In addition to creating more dedicated lanes to keep buses out of traffic, the group — which includes transit experts, government officials and business leaders — said that routes must be easier to understand and that agencies should better use technology to make it easier for riders to pay fares and plan trips. It also recommends making transfers between trains and buses free and cutting fares for low-income riders.
The year-long study, funded by Metro, explored ways to improve Metrobus and eight other bus service providers in the region.
Robert Puentes, president of the Eno Center for Transportation, said the group’s surveys found bus riders want more focus on the basics: speed, frequency, reliability and affordability. Puentes, who chairs the group’s executive steering committee, said the study comes amid a national “bus renaissance” as metropolitan areas seek ways to use their congested roads more efficiently.
Puentes said the group has sought buy-in from regional transit agencies and governments and solicited ideas from the public.
“If it’s not working for riders,” Puentes said of the bus system, “then it’s not working for anyone.”
The report said area bus systems have suffered from a lack of regional cooperation and attention, even as they rival Metro by carrying more than 600,000 trips daily.
Puentes said buses have been “underappreciated” for their ability to move people efficiently, particularly compared with people driving alone in cars.

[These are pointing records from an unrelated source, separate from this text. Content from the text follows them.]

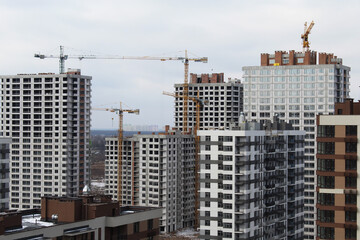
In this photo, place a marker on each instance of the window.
(350, 233)
(326, 147)
(350, 147)
(350, 164)
(326, 131)
(326, 232)
(350, 182)
(326, 215)
(136, 227)
(351, 130)
(350, 199)
(327, 165)
(326, 181)
(350, 216)
(327, 199)
(150, 224)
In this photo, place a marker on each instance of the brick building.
(337, 172)
(84, 217)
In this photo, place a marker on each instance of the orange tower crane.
(305, 36)
(119, 111)
(62, 57)
(199, 104)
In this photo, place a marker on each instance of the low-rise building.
(84, 217)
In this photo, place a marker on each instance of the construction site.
(238, 163)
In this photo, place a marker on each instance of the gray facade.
(158, 171)
(297, 93)
(4, 173)
(48, 118)
(251, 183)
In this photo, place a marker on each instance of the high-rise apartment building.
(47, 116)
(223, 101)
(295, 87)
(251, 182)
(157, 171)
(4, 173)
(337, 173)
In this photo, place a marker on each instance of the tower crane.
(119, 111)
(62, 57)
(199, 104)
(305, 36)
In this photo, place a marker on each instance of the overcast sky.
(232, 34)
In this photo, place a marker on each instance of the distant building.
(47, 116)
(296, 87)
(158, 171)
(337, 172)
(224, 101)
(252, 182)
(84, 217)
(4, 173)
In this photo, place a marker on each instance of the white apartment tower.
(251, 182)
(223, 101)
(293, 86)
(4, 173)
(158, 171)
(47, 116)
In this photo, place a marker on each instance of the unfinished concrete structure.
(296, 88)
(223, 101)
(47, 116)
(251, 182)
(158, 171)
(4, 173)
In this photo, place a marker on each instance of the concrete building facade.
(47, 116)
(158, 171)
(251, 182)
(296, 88)
(337, 173)
(4, 173)
(223, 101)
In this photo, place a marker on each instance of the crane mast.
(119, 111)
(305, 35)
(199, 104)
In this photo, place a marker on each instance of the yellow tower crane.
(119, 111)
(305, 36)
(62, 57)
(199, 104)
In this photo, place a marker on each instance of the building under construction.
(223, 102)
(157, 171)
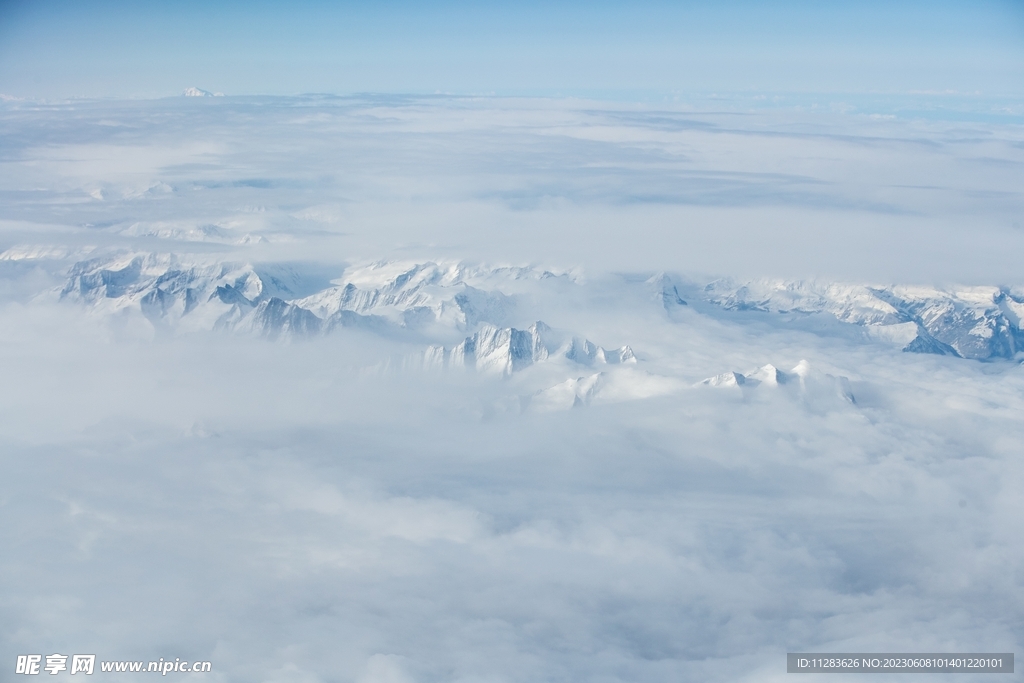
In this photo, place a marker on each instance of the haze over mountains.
(465, 389)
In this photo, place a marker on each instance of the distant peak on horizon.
(199, 92)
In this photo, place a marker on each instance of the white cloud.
(282, 510)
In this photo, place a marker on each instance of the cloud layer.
(308, 508)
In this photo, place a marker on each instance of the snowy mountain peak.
(505, 350)
(977, 323)
(809, 383)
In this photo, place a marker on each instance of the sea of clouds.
(315, 510)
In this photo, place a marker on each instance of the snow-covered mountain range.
(977, 323)
(470, 310)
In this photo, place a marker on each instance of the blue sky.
(144, 49)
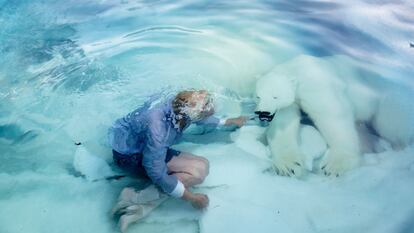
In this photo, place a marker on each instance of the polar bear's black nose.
(265, 116)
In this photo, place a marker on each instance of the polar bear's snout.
(264, 116)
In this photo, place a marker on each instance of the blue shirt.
(151, 131)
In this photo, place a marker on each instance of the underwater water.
(68, 69)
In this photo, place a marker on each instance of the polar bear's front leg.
(335, 120)
(282, 136)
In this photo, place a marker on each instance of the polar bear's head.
(273, 92)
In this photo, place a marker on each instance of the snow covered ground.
(244, 197)
(68, 70)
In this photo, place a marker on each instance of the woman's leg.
(189, 169)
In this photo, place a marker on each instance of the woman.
(141, 144)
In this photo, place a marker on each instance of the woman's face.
(202, 105)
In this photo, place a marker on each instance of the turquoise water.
(69, 68)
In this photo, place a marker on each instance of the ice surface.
(68, 70)
(90, 166)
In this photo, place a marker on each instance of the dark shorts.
(132, 164)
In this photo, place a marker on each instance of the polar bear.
(336, 94)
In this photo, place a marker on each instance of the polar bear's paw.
(337, 163)
(290, 164)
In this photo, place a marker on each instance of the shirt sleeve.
(211, 121)
(154, 159)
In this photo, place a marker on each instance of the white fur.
(334, 95)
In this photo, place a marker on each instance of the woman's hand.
(238, 121)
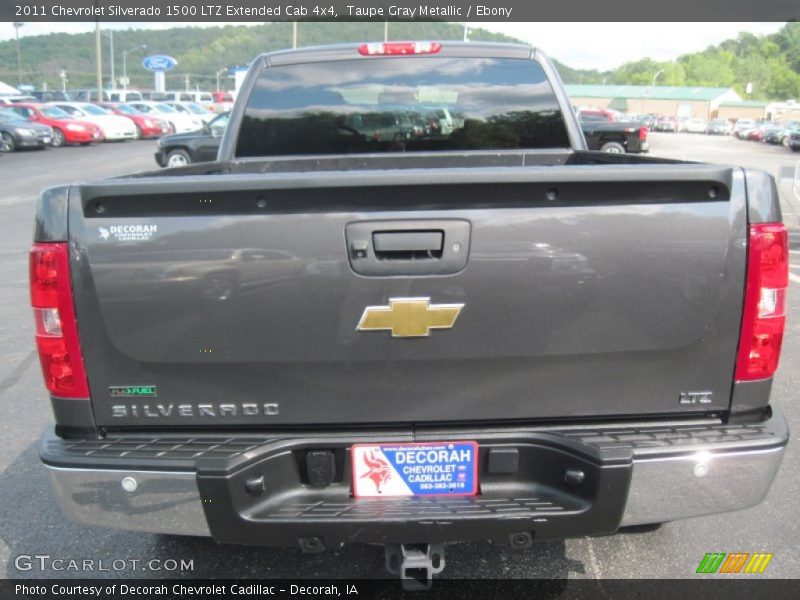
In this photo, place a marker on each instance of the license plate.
(415, 469)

“We spend a lot of time talking about Metrorail, for good reason,” Puentes said. “But buses deserve the same amount of attention.”
Meanwhile, bus systems are seeing ridership suffer as travelers find more options for getting around, from hailing a ride on their cellphone to grabbing an electric scooter off a sidewalk.
Stewart Schwartz, executive director of the Coalition for Smarter Growth and a member of the group’s steering committee, said shortcomings in bus service have become more pressing as traffic has worsened and the region continues to add jobs and people.
“People [in the group] were unified behind the urgent need for better bus service in the region,” Schwartz said.
While 8 out of 10 D.C.-area residents live within a quarter-mile of a bus stop, the study found, many find it frustrating to wait for a bus, especially late at night and during nonpeak hours, and inconvenient when buses don’t go directly to their destination.
In addition to having more dedicated bus lanes, the group said, buses should be given priority at intersections to get through traffic signals and around stopped traffic. Allowing riders to pay fares before boarding also would help buses spend less time at each stop. Bus stops and shelters should be cleaner and help people feel safer, the study said.
Some of the recommendations would require more regional cooperation, such as redesigning bus routes as part of a regionwide network, rather than a hodgepodge of lines controlled by different agencies. The group also suggested transit agencies establish regional performance standards and a “regional mobility innovation lab” that would allow them to share ideas about how to improve.
The group said it wants to make buses the “mode of choice” and the “backbone” of the region’s transportation system by 2030. The panel plans to release a more detailed 10-year “action plan” by the end of the year, Puentes said.
Though none of the recommendations in Thursday’s report came with price tags, Puentes said the group focused on improvements that could be carried out without “enormous upfront capital costs.” Many of them would pay for themselves, he said, as better service attracts more riders and, in turn, more revenue.
The group also proposed that a task force composed partly of state and local appointees ensure the recommendations get carried out.
“Nobody wants the report to sit on a shelf,” Puentes said.